As a kid, the Wolf Man was my favorite Universal monster. I just loved the transformation sequence and the general look of the creature. I was also a great fan of Dr. Jekyll and the Hulk; I basically loved the idea of monsters who transformed. However, as an adult, revisiting this movie, and after having seen the glorious work of James Whale, The Wolf Man is a real bore of Universal picture. It has a decade on the classics that started the franchise and fails in almost every regard. I became very bored, very quickly, and I think part of that may be how the Hays Code pretty much ruined horror on film for this period.
I think one of the most glaring problems is Lon Chaney as The Wolf Man. He is simply not a charismatic actor and not believable as Larry. Unlike other monsters, I can accept that the Wolf Man is not meant to revel in his evil but is tormented. This means you need someone who can play the everyman and evoke our sympathies later. The problem comes when Chaney is expected to show that inner turmoil, and he can’t sell it, in my opinion. The Wolf Man is ultimately a body horror film, and for those to work, the audience had to believe our protagonist is losing control of one of the few things we can cling to, bodily autonomy. Chaney just doesn’t here.
I also think there’s a lack of sophistication in how the horror is delivered on screen. If you go back and look at Tod Browning’s Dracula or Whale’s Frankenstein, the directors use shadows and lighting to build mood and evoke a creepy atmosphere.

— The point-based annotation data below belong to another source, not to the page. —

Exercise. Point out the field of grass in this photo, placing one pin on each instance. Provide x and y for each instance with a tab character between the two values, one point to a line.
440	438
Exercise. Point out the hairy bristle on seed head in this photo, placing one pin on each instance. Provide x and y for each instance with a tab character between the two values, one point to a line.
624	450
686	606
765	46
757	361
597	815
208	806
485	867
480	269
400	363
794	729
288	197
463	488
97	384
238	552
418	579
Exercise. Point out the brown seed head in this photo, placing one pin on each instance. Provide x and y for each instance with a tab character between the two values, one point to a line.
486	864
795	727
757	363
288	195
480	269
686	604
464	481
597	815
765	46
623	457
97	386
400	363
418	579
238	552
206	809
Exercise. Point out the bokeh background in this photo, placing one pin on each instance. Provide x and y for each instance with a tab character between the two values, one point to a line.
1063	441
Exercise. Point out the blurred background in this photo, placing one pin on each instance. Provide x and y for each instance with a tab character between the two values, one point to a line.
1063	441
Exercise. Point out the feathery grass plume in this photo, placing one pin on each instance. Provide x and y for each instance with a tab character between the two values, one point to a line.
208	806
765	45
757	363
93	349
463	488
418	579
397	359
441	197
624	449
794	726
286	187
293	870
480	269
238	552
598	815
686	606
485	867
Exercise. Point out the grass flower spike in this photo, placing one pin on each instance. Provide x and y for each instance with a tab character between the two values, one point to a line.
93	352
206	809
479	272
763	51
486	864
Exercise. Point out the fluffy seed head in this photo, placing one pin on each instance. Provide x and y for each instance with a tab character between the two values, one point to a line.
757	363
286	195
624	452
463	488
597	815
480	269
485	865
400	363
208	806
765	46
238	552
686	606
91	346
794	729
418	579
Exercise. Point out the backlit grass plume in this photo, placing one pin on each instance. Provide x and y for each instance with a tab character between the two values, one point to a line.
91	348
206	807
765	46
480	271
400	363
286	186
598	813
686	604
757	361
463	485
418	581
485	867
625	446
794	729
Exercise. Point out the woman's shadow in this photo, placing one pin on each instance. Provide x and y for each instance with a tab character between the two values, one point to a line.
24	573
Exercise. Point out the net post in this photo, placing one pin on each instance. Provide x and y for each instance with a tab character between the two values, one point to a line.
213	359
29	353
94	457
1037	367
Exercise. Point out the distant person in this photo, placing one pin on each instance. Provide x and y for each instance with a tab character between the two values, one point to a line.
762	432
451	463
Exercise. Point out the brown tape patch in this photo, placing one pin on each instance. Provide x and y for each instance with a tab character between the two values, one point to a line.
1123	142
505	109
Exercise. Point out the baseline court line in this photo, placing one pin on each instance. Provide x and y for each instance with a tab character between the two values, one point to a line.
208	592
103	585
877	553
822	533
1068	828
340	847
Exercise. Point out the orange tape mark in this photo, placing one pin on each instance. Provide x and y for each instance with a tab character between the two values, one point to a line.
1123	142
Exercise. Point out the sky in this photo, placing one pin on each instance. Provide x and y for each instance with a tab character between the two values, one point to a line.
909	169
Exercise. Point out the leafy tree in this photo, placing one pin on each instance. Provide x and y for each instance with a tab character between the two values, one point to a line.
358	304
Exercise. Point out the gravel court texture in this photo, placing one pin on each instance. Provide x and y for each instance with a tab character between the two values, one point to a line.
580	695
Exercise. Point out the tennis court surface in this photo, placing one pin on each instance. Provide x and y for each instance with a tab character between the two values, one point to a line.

The Wolf Man just keeps showing foggy woods whenever it wants an eerie setting and feels clumsy in how the Wolf Man is revealed on camera. There’s never an attempt to tease the audience with the monster, maybe using a shadowy silhouette before the creature is fully revealed. There’s zero ambiguity which makes the whole affair so heavy-handed. And they wear the hell out of that damn poem.
The Wolf Man was apparently a hit with audiences, but it’s interesting to note the monster never received his own sequel. Instead, he was made a part of team-up movies starting with Frankenstein Meets The Wolf Man, followed by House of Frankenstein and House of Dracula. Chaney’s last appearance as the creature would be Abbott and Costello Meets Frankenstein. While this particular image of the werewolf holds an iconic place in horror, subsequent werewolf movies have leaned more into the man becoming a complete animal rather than a hybrid. The full moon and aversion to silver would carry over into pictures outside of Universal’s, but the Larry Talbot werewolf would not endure as a narrative figure.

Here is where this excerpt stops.